For me, Groucho sums it up in sending Chicolini off to battle, “While you’re out there risking life and limb through shot and shell, we’ll be in here thinking what a sucker you are.” This was no grand anti-war statement. If anything it was a cynical statement. Of course, that doesn’t take into account Groucho’s constantly changing military garb from Revolutionary War attire, Civil War uniforms, a coonskin cap, etc. It was comedy pure and simple.  

In my mind, it’s no small coincidence that one of the Brothers most reputed films was also directed by Leo McCarey who in some respects still remains criminally underrated. Certainly, he was more a Cary Grant director than a Marx Brothers one but there’s a sense that he could focus their comedy into something utterly electric.

The irony of it all is that The Marx Brothers really hadn’t changed all that much but the way people perceived them and by extension, how they perceived their comedy, had provided this new context that surrounds Duck Soup. So people could start placing all types of assumptions and beliefs onto the film in ways that were most alarming and subversive.

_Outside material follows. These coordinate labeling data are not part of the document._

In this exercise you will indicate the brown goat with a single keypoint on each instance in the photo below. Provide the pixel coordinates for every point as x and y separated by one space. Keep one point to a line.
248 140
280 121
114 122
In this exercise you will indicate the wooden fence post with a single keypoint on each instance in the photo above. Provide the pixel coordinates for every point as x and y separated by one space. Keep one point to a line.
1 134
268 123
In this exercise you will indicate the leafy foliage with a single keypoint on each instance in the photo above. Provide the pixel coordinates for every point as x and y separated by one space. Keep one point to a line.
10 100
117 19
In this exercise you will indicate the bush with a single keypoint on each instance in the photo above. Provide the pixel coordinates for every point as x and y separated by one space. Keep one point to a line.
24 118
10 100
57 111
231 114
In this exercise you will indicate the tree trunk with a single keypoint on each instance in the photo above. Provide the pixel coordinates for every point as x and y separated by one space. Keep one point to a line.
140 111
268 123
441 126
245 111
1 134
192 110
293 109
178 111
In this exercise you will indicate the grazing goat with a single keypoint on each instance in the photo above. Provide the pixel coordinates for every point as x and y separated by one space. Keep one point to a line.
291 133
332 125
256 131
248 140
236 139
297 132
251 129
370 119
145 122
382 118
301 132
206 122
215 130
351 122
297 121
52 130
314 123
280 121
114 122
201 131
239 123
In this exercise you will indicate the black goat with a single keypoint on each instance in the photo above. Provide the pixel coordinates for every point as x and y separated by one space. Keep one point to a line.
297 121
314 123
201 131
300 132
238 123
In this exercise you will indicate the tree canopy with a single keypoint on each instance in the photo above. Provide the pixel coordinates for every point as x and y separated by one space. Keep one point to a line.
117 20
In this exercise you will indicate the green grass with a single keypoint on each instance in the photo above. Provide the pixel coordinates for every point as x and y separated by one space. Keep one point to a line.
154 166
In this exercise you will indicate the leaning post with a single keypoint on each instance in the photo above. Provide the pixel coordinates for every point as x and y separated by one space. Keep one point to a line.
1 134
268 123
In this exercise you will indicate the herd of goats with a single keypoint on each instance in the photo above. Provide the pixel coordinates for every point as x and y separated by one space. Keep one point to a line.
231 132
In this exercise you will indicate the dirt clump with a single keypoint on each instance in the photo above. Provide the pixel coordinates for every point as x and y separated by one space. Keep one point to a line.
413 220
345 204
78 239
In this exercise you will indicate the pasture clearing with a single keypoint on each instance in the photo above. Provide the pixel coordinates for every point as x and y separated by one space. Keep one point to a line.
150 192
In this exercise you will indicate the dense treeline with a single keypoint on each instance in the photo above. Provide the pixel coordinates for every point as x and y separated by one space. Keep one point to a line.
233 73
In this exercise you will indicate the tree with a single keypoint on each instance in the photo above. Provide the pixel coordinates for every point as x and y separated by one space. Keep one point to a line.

I think the brothers themselves may have even admitted that they unwittingly rather than consciously made this departure. But the implications were great and cultivated the soil for a film that’s legacy would only grow year after year. And it’s true that there really is no superfluous scene. There’s no real chaff as it were even if it is all utterly marvelous absurdity.

However, it made just enough sense for Mussolini to ban the film on grounds of pointed satire. One last time let’s turn to Groucho who would have been overjoyed by such a response but pointed out, “We were four Jews just trying to get a laugh.” That was all. But it was so much. Duck Soup is a pinnacle of comic nonsense.